Dave Solem: We’re looking at that right now. We’re evaluating questions like how many acres we could serve at half capacity and so on. SCBID is looking at its data, and RH2 is evaluating the data as well. We’ll look at the design and the cost of putting in another unit or two.
Irrigation Leader: What kind of time frame are you looking at? Are you looking to get this thing resolved over the winter months so that you’re operational next season?
Dave Solem: We are preparing to do the repairs this off-season. We have to go through a request-for-quotation process to be able to make an agreement with RH2. The plan is to prepare a repair contract and bid it in the next few months.
Irrigation Leader: What advice do you have regarding lightning strikes for other irrigation districts that rely on similarly sized pump plants?
Dave Solem: This pumping plant was built in the late 1960s, but our recent upgrades at least gave us a chance of making repairs.

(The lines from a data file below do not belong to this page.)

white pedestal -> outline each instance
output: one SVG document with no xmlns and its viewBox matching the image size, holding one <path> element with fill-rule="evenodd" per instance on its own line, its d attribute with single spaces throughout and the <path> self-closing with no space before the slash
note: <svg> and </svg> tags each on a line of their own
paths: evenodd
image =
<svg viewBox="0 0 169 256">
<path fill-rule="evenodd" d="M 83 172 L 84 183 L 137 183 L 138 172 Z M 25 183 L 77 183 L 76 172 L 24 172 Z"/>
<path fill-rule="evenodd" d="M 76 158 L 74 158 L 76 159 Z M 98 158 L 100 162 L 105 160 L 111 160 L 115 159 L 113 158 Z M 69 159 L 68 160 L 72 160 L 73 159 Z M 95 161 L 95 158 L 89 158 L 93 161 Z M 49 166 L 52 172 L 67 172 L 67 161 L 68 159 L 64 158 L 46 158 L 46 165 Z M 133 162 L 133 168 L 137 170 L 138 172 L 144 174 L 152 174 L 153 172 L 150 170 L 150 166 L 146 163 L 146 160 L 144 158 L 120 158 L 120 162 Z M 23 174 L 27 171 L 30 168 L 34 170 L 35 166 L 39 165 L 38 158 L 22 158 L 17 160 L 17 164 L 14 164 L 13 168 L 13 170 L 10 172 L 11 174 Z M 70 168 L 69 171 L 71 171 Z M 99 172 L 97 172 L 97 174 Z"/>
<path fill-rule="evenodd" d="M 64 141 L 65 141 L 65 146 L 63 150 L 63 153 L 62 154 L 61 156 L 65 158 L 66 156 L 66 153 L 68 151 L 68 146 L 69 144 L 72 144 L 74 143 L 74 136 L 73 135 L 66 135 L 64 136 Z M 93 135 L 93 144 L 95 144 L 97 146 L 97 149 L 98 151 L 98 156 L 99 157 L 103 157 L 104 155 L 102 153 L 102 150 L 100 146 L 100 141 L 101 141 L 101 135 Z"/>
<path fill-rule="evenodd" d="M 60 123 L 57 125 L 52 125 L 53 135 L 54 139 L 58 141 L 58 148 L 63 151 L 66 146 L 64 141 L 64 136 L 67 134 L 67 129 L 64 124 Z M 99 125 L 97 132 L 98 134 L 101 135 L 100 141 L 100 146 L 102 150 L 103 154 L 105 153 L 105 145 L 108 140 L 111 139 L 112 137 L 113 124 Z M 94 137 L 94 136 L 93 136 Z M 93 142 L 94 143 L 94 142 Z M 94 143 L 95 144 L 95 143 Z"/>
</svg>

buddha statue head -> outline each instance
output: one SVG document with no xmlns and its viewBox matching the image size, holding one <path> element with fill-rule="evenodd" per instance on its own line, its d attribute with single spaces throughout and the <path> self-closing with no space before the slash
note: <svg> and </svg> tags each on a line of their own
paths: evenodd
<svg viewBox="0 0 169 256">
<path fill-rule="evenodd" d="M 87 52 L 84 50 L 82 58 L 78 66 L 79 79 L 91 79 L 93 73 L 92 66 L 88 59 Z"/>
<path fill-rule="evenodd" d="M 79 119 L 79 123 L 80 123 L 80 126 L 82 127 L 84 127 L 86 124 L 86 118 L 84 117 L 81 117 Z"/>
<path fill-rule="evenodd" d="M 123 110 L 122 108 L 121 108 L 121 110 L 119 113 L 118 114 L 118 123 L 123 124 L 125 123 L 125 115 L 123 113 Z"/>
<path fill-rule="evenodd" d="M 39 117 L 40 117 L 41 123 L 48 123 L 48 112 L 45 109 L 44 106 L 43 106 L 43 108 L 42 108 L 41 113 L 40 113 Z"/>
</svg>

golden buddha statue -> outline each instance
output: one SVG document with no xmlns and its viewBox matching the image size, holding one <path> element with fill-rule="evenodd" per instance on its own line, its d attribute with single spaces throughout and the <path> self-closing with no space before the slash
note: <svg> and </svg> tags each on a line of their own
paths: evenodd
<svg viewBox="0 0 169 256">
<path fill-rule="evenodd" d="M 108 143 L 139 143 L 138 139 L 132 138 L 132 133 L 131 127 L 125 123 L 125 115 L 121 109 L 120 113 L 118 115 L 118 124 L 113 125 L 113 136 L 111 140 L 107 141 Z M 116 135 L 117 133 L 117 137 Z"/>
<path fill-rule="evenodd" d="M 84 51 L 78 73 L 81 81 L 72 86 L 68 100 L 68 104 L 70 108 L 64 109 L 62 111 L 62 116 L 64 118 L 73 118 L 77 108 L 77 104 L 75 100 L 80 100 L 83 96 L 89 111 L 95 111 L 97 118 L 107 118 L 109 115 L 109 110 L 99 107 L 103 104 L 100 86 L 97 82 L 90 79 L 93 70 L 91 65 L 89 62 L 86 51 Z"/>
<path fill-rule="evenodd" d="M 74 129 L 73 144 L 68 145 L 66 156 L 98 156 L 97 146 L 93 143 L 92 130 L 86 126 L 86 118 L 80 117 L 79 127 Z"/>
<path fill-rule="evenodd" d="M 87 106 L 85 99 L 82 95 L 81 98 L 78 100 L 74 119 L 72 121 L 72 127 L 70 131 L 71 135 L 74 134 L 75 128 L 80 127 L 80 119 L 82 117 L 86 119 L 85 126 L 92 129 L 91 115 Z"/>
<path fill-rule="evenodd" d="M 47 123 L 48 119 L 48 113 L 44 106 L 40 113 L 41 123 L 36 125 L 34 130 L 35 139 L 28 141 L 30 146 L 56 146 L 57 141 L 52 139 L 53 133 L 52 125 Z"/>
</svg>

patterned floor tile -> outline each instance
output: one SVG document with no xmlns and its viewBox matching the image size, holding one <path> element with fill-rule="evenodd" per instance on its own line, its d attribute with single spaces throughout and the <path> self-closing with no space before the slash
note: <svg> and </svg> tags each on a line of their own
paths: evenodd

In 2013, we replaced the gear, which was obsolete. You don’t want obsolete components in your plants, because if you have an event that causes major damage, you have to start from scratch. Keeping your equipment current and keeping a good inventory of whatever spare parts you can afford—fuses and that type of thing—is important. Even the conduit on site helped get the plant running sooner.
I can’t say that lightning hitting this pump station was high on my list of possible accidents, but it can and did happen. In this case, the pump station lifts water 277 feet, and you can’t easily push water that far with a temporary fix. There weren’t many short-term options. This system serves orchards, grapes, and other high-value crops. Making an investment ahead of time in things like a spare pump, motor, or panel is something the district is going to consider.
Also, it was helpful that we had built relationships with some of our suppliers. One of the members of the volunteer fire department is a contractor who didn’t work on this pumping plant but has worked with us on a different one. He heard about the lightning strike and brought out some conduit for us so that we wouldn’t have to chase it down.
Irrigation Leader: Was this covered by insurance at all?
Dave Solem: We have insurance, but we don’t know what the final damage tally is. The 4‑inch bus is original and likely will be highly expensive to replace. The overhead crane beam took some heat, so we have to get an expert to look at it. The metal siding on this 1968 building is obsolete. We’ve looked all over the country for replacement manufacturers, and the siding replacement estimate is $20,000. We have a pretty high deductible, so we will be paying a portion of the repairs. If this incident had caused a big crop failure, it would have been hugely expensive.
Irrigation Leader: Is there anything else that you’d like to add?
Dave Solem: Everybody who was involved—the district electricians and engineers, the watermaster, and assistant watermaster, Clayton Anderson, the guys from Eaton, the Franklin County Fire District No. 4—stepped up and pitched in to solve this problem. It was an amazing team effort—but it is one we don’t want to repeat!